朝ご飯が出来た後はテーブルに置いて、2階にいる2人を起こした後朝ご飯食べる。食べ終わったら片付けて、リビングから出て玄関から外に出る。
「ねぇユウヒ。カーバンクルいるけど、アンタがテイムしたの?」
リゼットさんが指を指した所を見る。
「いや、俺はテイム系のスキルはないが」
「私は持ってるけどテイムしてないけど」
「私もした覚えがありません」
「じゃああれはその辺にいる魔物ね。それにしても、流石修羅の森。カーバンクル何て探すのは苦労するのに、ここだとすぐに見つかるわね」
「俺、1回も遭遇してないし修羅の森で一度も見た事もないが」
「そうなの? それで、あのカーバンクルどうするの?」
「どうするも何も、テイムする気はないよ」
俺はカーバンクルに向けて、手で向こう行けとサインを送る。カーバンクルはその意味を分かったのか、トボトボ歩いてどっかに去って行く。

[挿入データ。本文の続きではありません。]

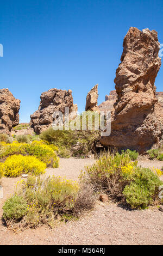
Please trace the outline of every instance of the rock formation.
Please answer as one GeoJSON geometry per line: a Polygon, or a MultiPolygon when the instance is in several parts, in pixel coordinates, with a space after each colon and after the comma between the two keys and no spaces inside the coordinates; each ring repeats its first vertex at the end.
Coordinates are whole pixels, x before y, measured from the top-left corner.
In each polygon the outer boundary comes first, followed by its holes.
{"type": "Polygon", "coordinates": [[[39,134],[52,124],[55,111],[65,114],[65,107],[69,107],[69,112],[77,111],[77,105],[73,105],[72,90],[51,89],[42,93],[38,110],[30,115],[30,125],[34,131],[39,134]]]}
{"type": "Polygon", "coordinates": [[[163,135],[163,111],[154,86],[161,66],[157,33],[131,27],[123,46],[114,81],[118,99],[111,117],[111,135],[101,137],[101,142],[143,153],[159,143],[163,135]]]}
{"type": "Polygon", "coordinates": [[[85,111],[90,110],[96,111],[98,109],[98,84],[96,84],[94,87],[88,93],[86,96],[85,111]]]}
{"type": "Polygon", "coordinates": [[[115,90],[111,90],[109,95],[105,96],[105,101],[98,106],[100,111],[112,111],[114,109],[114,105],[117,99],[117,94],[115,90]]]}
{"type": "Polygon", "coordinates": [[[12,127],[18,124],[20,102],[8,89],[0,89],[0,133],[10,134],[12,127]]]}
{"type": "Polygon", "coordinates": [[[158,100],[159,103],[160,104],[163,108],[163,92],[156,93],[156,97],[158,100]]]}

「勿体ない・・・。テイムして仲良くなれれば、額についてる宝石を貰えるのよ」
「だからテイマースキルは持ってないんだよ。それにしても、宝石って貰えるのか。でもその宝石って力の源とかじゃないのか?」
「確かに力の源だけど、すぐに再生するから。カーバンクルにとっては問題はないみたいよ」
「何でそんなこと知ってるんだ?」
「前に見せてもらったのよ。そのついでに説明してくれたわ」
「へぇ~、カーバンクルをテイム出来る人っていたんだ」
「あの警戒心が強く、近づいただけで逃げるカーバンクルが。まさかテイム出来るとは思いませんでしたよ。どうやってテイム出来たんですか?」
「何か根気強く追いかけて行ったらしいわよ。そしたらカーバンクルの心が折れて、大人しくテイムされたらしいわ」
「流石にユウヒ君みたいに、勝手に付いてくるってことはないか」
「えっ? カーバンクルが付いてきたの!? ユウヒは何やったの!?」
「何もやってないよ。気付いたらデザートカーバンクルが、勝手に付いてきたんだ」
「何もしてないのに勝手に付いてきた、ねぇ~・・・。まぁいいわ。それじゃあ私は寒さを我慢して帰るわ」
「だから服を着ろって言ってるだろ。それとハンバークの作り方」
俺は空間からハンバークの作り方を紙に書いたのを出して渡す。
「どうも。服は今度買いに行くわよ。それじゃあね」
リゼットさんは翼で空を飛び、集落の方に帰って行く。俺はスキルのレベルアップに励む。